Downsampling and interpolation

Functionality for the generation of a set of indices which accurately represent a waveform.

The default implementation is a greedy one, as defined in GreedyDownsamplingTraining.

To provide an alternate method, just subclass DownsamplingTraining.

class DownsamplingTraining(dataset: mlgw_bns.dataset_generation.Dataset, tol: float = 1e-05)[source]

Selection of the downsampling indices.

Parameters

dataset (Dataset) – dataset to which to refer for the generation of training waveforms for the downsampling.
degree (int) – degree for the interpolation.
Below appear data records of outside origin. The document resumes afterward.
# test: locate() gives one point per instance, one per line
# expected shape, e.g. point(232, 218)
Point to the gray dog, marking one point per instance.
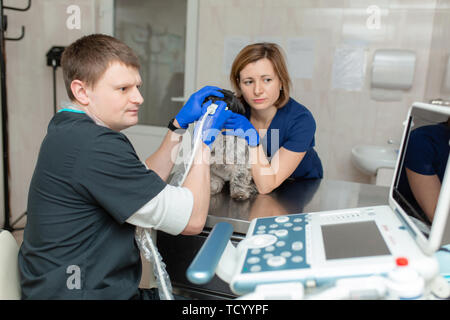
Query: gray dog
point(230, 158)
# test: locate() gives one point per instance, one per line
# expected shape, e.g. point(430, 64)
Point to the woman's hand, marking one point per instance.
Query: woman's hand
point(192, 110)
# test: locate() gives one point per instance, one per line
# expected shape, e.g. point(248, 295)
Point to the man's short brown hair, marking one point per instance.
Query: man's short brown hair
point(88, 58)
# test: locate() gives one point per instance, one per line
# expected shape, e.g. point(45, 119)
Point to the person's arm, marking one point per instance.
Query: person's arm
point(182, 209)
point(198, 182)
point(163, 160)
point(268, 176)
point(426, 189)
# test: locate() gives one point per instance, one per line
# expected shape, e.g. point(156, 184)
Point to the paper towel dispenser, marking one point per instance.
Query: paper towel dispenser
point(393, 69)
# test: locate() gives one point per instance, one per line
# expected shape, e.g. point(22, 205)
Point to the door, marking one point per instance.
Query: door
point(164, 36)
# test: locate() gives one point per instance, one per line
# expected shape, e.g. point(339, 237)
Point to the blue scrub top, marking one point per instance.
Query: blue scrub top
point(427, 154)
point(294, 126)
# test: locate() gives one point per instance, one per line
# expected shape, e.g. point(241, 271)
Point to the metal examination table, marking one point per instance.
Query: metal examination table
point(301, 196)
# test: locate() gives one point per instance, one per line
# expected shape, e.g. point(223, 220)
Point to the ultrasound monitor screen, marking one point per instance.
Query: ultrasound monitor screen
point(353, 240)
point(423, 160)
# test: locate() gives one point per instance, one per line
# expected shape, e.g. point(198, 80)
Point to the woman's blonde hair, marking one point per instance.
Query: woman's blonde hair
point(255, 52)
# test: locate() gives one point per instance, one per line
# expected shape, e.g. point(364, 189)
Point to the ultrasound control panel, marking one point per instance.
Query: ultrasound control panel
point(276, 243)
point(272, 244)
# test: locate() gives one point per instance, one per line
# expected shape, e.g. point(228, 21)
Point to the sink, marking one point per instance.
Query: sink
point(369, 158)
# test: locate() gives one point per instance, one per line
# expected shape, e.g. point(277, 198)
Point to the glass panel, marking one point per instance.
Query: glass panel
point(156, 31)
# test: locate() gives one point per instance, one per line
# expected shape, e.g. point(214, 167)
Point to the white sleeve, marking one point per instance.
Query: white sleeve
point(169, 211)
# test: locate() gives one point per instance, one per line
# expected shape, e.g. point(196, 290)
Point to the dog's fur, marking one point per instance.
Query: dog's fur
point(230, 159)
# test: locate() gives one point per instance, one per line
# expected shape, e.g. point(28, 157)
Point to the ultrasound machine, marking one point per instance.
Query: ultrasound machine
point(379, 252)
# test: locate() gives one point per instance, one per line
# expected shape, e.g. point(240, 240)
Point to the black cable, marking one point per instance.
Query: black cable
point(4, 121)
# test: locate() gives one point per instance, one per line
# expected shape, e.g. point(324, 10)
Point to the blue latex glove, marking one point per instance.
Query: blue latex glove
point(192, 110)
point(214, 122)
point(239, 126)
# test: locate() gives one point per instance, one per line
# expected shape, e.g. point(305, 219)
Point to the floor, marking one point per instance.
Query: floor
point(147, 280)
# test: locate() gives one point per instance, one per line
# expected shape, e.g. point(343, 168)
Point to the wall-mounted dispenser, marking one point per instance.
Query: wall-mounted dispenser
point(392, 73)
point(446, 84)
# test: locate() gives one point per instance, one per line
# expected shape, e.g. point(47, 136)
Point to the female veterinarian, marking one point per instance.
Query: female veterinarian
point(279, 130)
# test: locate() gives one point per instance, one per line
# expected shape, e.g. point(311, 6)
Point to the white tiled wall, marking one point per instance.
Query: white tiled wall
point(344, 118)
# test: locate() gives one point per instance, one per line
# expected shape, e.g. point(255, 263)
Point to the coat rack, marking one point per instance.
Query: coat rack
point(3, 38)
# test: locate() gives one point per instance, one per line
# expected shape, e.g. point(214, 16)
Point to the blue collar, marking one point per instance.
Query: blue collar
point(71, 110)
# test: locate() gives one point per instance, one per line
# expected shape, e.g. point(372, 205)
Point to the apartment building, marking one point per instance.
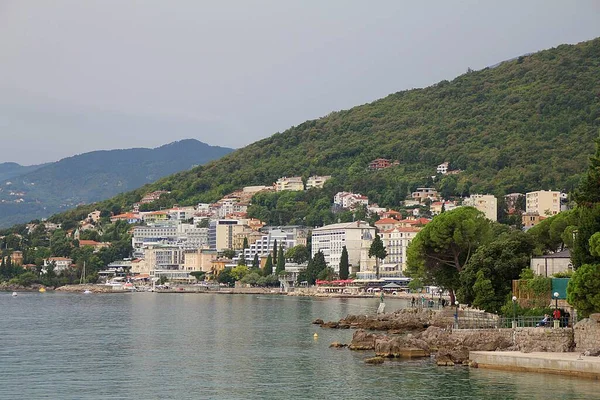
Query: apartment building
point(316, 181)
point(292, 183)
point(486, 203)
point(543, 202)
point(330, 239)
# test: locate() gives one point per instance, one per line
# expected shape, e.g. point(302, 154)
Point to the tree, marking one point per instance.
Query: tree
point(298, 254)
point(226, 277)
point(344, 265)
point(501, 261)
point(255, 262)
point(199, 275)
point(275, 249)
point(378, 251)
point(484, 292)
point(443, 247)
point(280, 261)
point(583, 289)
point(268, 270)
point(314, 268)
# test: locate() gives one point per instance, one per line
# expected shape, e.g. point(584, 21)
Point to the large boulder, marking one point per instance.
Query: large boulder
point(363, 340)
point(401, 346)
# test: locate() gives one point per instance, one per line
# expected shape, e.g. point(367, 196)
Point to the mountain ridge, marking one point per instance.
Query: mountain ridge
point(95, 176)
point(524, 125)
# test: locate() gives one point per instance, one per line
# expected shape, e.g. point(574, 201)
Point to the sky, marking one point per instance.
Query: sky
point(79, 76)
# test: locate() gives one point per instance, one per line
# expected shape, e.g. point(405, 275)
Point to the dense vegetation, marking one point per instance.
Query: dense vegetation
point(92, 177)
point(524, 125)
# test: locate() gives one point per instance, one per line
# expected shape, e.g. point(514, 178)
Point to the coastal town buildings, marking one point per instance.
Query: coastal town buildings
point(350, 200)
point(486, 203)
point(330, 239)
point(543, 202)
point(316, 182)
point(421, 194)
point(292, 183)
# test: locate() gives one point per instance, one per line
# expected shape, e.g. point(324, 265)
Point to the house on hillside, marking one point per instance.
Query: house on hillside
point(550, 264)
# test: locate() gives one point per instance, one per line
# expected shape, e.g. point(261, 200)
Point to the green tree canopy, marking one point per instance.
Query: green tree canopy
point(441, 250)
point(344, 265)
point(583, 289)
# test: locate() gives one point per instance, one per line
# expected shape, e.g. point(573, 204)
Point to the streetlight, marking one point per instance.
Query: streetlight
point(556, 312)
point(514, 312)
point(456, 314)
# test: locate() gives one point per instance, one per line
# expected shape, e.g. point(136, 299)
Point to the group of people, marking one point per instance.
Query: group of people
point(557, 316)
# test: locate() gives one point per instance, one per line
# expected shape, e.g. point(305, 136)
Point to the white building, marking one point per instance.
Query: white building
point(330, 240)
point(486, 203)
point(291, 183)
point(396, 243)
point(316, 181)
point(443, 168)
point(543, 202)
point(349, 200)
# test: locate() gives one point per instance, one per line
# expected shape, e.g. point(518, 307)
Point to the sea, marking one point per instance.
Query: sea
point(218, 346)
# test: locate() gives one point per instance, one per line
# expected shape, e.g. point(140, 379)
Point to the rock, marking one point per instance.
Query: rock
point(362, 340)
point(375, 360)
point(399, 346)
point(338, 345)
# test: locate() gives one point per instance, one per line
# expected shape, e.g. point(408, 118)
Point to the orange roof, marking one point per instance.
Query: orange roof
point(386, 221)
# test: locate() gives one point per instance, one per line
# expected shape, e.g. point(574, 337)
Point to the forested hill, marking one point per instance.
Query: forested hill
point(525, 124)
point(94, 176)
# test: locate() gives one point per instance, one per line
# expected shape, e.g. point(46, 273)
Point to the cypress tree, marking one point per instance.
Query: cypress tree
point(280, 261)
point(269, 266)
point(344, 266)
Defaults to 3.
tol (float, optional) – Tolerance for the interpolation error. Defaults to 1e-5.
Default: 1e-05

Resample a function \(y(x)\) from its values at certain points \(y_{ds} = y(x_{ds})\).

Parameters

x_ds (np.ndarray) – Old, sparse \(x\) values.
new_x (np.ndarray) – New \(x\) coordinates at which to evaluate the function.
y_ds (np.ndarrays) – Old, sparse \(y\) values.

Returns

new_y – Function evaluated at the coordinates new_x.

Return type

np.ndarray

abstract train(training_dataset_size: int) → mlgw_bns.data_management.DownsamplingIndices[source]: Calcalate downsampling with a generic algoritm, training on a dataset with a given sizes.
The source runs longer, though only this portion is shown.